Tuesday, February 13, 2007

Corruption and wealth

Over at A Fistful of Euros, Doug Muir wrote about the newest corruption perception index numbers from Transparency International. As Doug points out, the numbers are perceptive, and not necessarily a real picture of the level of corruption in the country.

Doug also wrote the following:

You know what I’d love to see? I’d love to see some scattergraphs correlating these scores with things like PPP GDP per capita. You’d see a cloud of dots around a rough diagonal line, with scores tending to rise with income. But there’d be interesting outliers on either side.

Someone of course went ahead and did it, and put the result up on the web. As people can see, there is a fairly strong correlation between the CPI and GDP per capita.

I couldn't help wonder if there would be any correlation with the GINI coefficient and the CPI. Intuitively, it would seem logical, but we all know that intuition often is wrong.
So, I did some number crunching, looking at the CPI, GDP per capita, and the GINI coefficient. As the CIA factbook doesn't have the GINI coefficient for a number of countries (including most Arabic countries), the results are of course more limited than the straight CPI/GDP per capita comparison. However, I did find some interesting results.
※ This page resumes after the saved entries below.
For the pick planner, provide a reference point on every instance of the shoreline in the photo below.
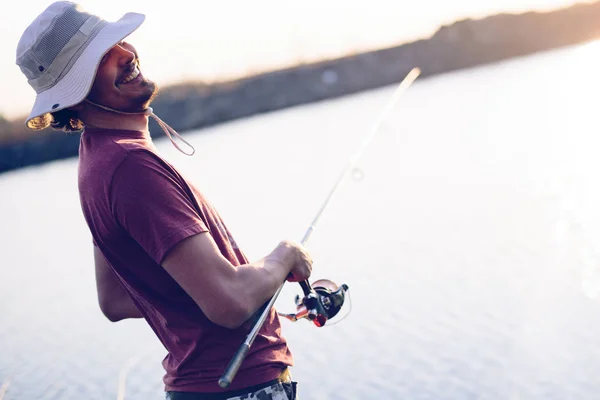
(463, 44)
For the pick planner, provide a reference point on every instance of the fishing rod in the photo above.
(323, 301)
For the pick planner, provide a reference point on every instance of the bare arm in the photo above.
(229, 295)
(115, 302)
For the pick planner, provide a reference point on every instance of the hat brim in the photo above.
(73, 88)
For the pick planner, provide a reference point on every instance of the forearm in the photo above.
(257, 282)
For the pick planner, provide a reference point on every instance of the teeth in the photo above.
(131, 76)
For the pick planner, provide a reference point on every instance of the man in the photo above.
(161, 250)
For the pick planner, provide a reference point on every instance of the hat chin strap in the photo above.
(164, 126)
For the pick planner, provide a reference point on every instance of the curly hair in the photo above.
(66, 120)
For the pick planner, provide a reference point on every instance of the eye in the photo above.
(104, 58)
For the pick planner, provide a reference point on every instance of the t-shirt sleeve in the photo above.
(152, 202)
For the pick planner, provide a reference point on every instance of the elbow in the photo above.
(230, 314)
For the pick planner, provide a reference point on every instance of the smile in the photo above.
(134, 74)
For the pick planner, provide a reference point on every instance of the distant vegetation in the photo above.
(463, 44)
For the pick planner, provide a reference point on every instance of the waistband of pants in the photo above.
(285, 377)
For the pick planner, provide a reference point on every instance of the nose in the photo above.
(125, 56)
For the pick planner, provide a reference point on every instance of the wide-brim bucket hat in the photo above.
(60, 51)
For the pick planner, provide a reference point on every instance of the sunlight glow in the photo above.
(215, 40)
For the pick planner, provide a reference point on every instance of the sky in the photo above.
(215, 40)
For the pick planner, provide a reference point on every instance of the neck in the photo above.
(98, 116)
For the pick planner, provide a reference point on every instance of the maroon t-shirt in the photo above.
(138, 207)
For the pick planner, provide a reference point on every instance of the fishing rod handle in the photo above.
(234, 365)
(238, 358)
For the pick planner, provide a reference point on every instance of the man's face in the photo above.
(119, 84)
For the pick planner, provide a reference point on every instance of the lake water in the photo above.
(469, 244)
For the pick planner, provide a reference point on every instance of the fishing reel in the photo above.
(320, 303)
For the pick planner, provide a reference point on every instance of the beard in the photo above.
(143, 100)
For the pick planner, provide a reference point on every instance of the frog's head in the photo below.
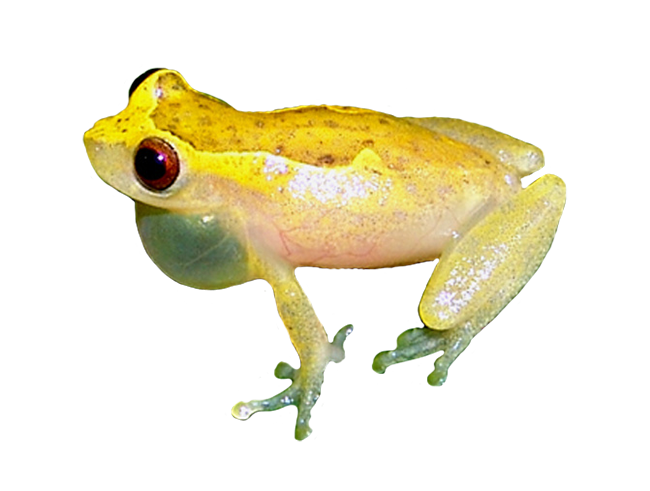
(143, 152)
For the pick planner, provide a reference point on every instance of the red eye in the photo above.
(156, 164)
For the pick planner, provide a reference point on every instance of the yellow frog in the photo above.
(225, 197)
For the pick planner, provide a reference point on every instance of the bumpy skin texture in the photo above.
(259, 194)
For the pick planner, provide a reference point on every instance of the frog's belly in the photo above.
(370, 241)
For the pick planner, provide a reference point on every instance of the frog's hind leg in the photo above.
(310, 340)
(480, 273)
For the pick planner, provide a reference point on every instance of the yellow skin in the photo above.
(259, 194)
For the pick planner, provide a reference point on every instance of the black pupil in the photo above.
(150, 164)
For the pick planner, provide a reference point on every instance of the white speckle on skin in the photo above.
(333, 186)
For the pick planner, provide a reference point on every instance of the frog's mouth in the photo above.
(197, 250)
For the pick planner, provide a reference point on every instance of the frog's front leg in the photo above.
(310, 340)
(479, 273)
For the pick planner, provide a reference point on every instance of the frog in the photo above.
(224, 197)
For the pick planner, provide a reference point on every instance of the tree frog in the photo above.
(224, 197)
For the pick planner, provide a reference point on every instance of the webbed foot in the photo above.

There is apparently absolutely no correlation between the GINI coefficient and the CPI score.


As I said, intuitively it would seem that there would be some kind of correlation, but it doesn't seem to be the case if you go but the numbers. Countries with high CPI numbers (i.e. countries that are less corrupt) tend to have lower GINI scores that other countries, but Singapore (4th highest CPI) stands out among the top ten.

As Doug said, there were some outliers when you look at the CPI and the GDP per capita (PPP). First I looked at PPP sorted by CPI (again only with countries that I had the GINI score for).

In the bottom end of the CPI scale, Belarus is an outlier - not really surprising, as is Turkmenistan.
Russia stands out as the one country in the lower half with a PPP of more than $10,000. Jordan is a huge out lier, with the highest CPI of any country with a PPP below $5,000. Chile is also noteworthy by having the same CPI as the US though the difference in PPP is $30,900 (Chile: $12,600, USA: $43,500).

I also looked at the CPI sorted by PPP.


Here the noteworthy exception is New Zealand, and to some degree Italy, the US and Ireland - all in the high end. The rest of the abnormalities were uncovered by the other graph.